Таким образом, знанием о необходимости молиться Иисусовой молитвой, о необходимости внутренней борьбы, в наше время нужно дорожить, как особенной Божией милостью. И не только надо быть благодарными тем людям, которые преподали нам умное делание, но самое главное - деятельно подвизаться, применять приобретенное ведение (нарочно использую такое возвышенное слово) в каждом конкретном случае, чтобы оно не лежало в памяти как запылившаяся библиотечная книга, которую никогда не раскрывают.

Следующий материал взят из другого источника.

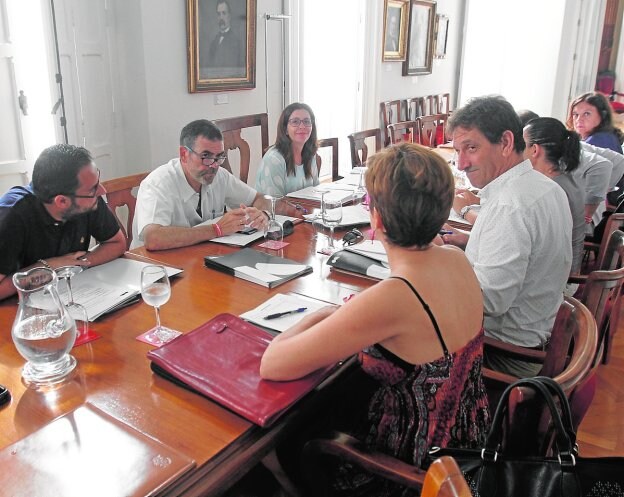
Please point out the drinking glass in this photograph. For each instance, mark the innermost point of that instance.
(274, 232)
(156, 291)
(331, 212)
(360, 192)
(76, 310)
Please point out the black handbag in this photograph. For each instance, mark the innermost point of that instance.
(496, 472)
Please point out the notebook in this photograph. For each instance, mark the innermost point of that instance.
(258, 267)
(88, 452)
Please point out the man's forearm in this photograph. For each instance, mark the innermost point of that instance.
(168, 237)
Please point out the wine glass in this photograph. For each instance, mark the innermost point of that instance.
(331, 212)
(360, 192)
(274, 231)
(156, 291)
(76, 310)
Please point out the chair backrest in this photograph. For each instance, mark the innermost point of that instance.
(614, 222)
(404, 131)
(432, 130)
(445, 479)
(359, 148)
(415, 107)
(391, 111)
(231, 129)
(333, 143)
(119, 194)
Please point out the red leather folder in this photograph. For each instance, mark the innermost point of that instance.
(221, 360)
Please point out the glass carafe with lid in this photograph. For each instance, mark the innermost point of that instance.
(43, 330)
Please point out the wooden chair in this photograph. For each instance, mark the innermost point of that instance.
(432, 130)
(404, 131)
(359, 148)
(231, 129)
(601, 292)
(415, 107)
(333, 143)
(391, 111)
(614, 222)
(119, 194)
(444, 478)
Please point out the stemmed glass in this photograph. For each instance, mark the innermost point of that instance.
(76, 310)
(331, 212)
(274, 232)
(360, 191)
(156, 291)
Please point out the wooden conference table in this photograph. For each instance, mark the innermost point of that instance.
(113, 373)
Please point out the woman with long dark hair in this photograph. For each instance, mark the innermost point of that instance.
(555, 152)
(290, 164)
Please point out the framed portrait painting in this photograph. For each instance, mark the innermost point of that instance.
(396, 14)
(221, 45)
(420, 38)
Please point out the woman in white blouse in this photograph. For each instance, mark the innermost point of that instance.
(290, 164)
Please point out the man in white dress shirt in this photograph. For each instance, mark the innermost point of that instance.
(178, 196)
(520, 245)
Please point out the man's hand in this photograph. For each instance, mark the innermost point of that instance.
(464, 198)
(74, 259)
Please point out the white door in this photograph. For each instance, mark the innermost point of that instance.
(13, 166)
(85, 47)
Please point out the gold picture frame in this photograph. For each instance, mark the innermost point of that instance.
(221, 38)
(396, 14)
(420, 40)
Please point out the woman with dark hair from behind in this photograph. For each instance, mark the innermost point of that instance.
(555, 151)
(591, 117)
(418, 334)
(290, 164)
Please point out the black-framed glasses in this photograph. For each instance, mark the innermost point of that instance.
(94, 189)
(352, 237)
(296, 122)
(208, 160)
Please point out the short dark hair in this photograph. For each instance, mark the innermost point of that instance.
(56, 171)
(412, 189)
(283, 143)
(200, 127)
(526, 115)
(492, 115)
(562, 146)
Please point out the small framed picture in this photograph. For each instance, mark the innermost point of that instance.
(441, 36)
(396, 14)
(221, 45)
(420, 40)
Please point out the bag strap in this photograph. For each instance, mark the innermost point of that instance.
(565, 443)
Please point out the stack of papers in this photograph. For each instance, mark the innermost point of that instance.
(334, 191)
(239, 239)
(283, 303)
(352, 215)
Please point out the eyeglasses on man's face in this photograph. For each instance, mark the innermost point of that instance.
(296, 122)
(95, 190)
(208, 159)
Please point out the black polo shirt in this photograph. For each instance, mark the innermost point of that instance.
(28, 233)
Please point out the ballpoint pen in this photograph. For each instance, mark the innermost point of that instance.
(285, 313)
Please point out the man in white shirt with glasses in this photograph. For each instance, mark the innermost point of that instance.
(189, 190)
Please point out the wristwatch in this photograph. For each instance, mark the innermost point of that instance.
(464, 210)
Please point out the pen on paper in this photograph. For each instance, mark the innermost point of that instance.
(285, 313)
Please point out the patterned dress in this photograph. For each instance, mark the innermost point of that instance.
(414, 407)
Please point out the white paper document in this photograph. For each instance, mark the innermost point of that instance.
(283, 303)
(239, 239)
(352, 215)
(334, 191)
(101, 289)
(373, 249)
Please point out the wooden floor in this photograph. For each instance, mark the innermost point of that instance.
(602, 430)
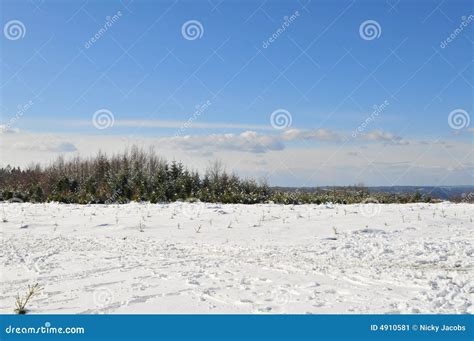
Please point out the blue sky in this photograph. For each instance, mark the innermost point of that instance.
(320, 69)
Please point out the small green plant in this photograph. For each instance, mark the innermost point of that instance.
(21, 303)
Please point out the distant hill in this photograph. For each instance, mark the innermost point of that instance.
(436, 192)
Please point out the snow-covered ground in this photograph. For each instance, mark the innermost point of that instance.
(212, 258)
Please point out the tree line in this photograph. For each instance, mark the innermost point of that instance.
(138, 175)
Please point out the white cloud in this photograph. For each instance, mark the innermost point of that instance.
(316, 135)
(248, 141)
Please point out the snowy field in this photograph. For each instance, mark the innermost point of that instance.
(211, 258)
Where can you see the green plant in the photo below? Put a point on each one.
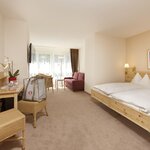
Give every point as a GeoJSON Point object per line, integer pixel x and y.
{"type": "Point", "coordinates": [15, 74]}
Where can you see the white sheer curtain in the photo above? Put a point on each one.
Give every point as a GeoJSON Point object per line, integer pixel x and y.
{"type": "Point", "coordinates": [50, 62]}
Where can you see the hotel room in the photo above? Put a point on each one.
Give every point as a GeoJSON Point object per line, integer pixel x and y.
{"type": "Point", "coordinates": [107, 34]}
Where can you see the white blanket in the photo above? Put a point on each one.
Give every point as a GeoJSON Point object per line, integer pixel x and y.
{"type": "Point", "coordinates": [110, 88]}
{"type": "Point", "coordinates": [138, 97]}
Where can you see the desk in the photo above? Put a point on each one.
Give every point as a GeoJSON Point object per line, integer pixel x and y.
{"type": "Point", "coordinates": [5, 93]}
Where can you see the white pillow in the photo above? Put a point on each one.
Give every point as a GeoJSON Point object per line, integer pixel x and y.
{"type": "Point", "coordinates": [145, 81]}
{"type": "Point", "coordinates": [137, 78]}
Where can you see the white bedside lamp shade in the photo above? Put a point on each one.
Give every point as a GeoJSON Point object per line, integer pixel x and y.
{"type": "Point", "coordinates": [126, 65]}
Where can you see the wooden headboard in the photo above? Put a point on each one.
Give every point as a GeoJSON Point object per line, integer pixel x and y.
{"type": "Point", "coordinates": [130, 73]}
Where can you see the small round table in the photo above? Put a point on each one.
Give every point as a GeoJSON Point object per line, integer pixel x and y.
{"type": "Point", "coordinates": [57, 82]}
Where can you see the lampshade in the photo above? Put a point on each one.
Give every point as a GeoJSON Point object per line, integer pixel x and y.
{"type": "Point", "coordinates": [126, 65]}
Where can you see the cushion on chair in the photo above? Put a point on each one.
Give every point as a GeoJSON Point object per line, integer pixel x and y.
{"type": "Point", "coordinates": [75, 75]}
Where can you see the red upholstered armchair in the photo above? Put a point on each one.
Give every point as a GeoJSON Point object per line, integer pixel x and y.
{"type": "Point", "coordinates": [76, 82]}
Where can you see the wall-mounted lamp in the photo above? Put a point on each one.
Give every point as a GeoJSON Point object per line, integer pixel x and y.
{"type": "Point", "coordinates": [126, 66]}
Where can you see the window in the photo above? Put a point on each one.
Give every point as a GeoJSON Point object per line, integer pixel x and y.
{"type": "Point", "coordinates": [51, 62]}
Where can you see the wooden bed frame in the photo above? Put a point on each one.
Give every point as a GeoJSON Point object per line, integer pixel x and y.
{"type": "Point", "coordinates": [140, 118]}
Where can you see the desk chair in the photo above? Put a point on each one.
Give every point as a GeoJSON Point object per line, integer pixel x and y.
{"type": "Point", "coordinates": [32, 106]}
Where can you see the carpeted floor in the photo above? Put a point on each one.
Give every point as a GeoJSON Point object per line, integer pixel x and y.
{"type": "Point", "coordinates": [77, 122]}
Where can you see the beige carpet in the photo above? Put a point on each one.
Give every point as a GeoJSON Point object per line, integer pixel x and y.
{"type": "Point", "coordinates": [77, 122]}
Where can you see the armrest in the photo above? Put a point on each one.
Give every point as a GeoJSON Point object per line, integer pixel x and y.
{"type": "Point", "coordinates": [77, 82]}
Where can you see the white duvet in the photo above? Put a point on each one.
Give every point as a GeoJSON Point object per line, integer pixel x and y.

Простое, как бы само собой разумеющееся, дело - молитва Иисусова - является всеобъемлющим деланием всякого монашествующего. Лишь занимаясь им, человек может надеяться на то, что с его помощью исполнит Божии заповеди и будет в силах попрать, уничтожить свои душевные и телесные страсти. Если же он мало преуспевает, значит, либо придает недостаточное значение умному деланию (не теоретически, а в жизни), и соответственно пребывает в нерадении, либо считает, что молитва Иисусова хотя и хорошее, но не единственно важное делание, а есть много других, не менее значимых добродетелей, при помощи которых можно духовно преуспеть. Но гадательно рассуждать о других путях, которые нам неизвестны, мы не можем.

Все это я вам говорю для того, чтобы вас как-то вдохновить, подбодрить; чтобы вы занимались умным деланием и не думали, что благодаря присутствию отца Авраама спасаетесь, а от его отсутствия погибаете. Если у вас в душе будет усердие к Иисусовой молитве, значит, мы - близкие по духу люди, если же его не будет, то даже частое личное общение ничего не даст.

Вопрос. В каких случаях молитва может чем-либо окрадываться?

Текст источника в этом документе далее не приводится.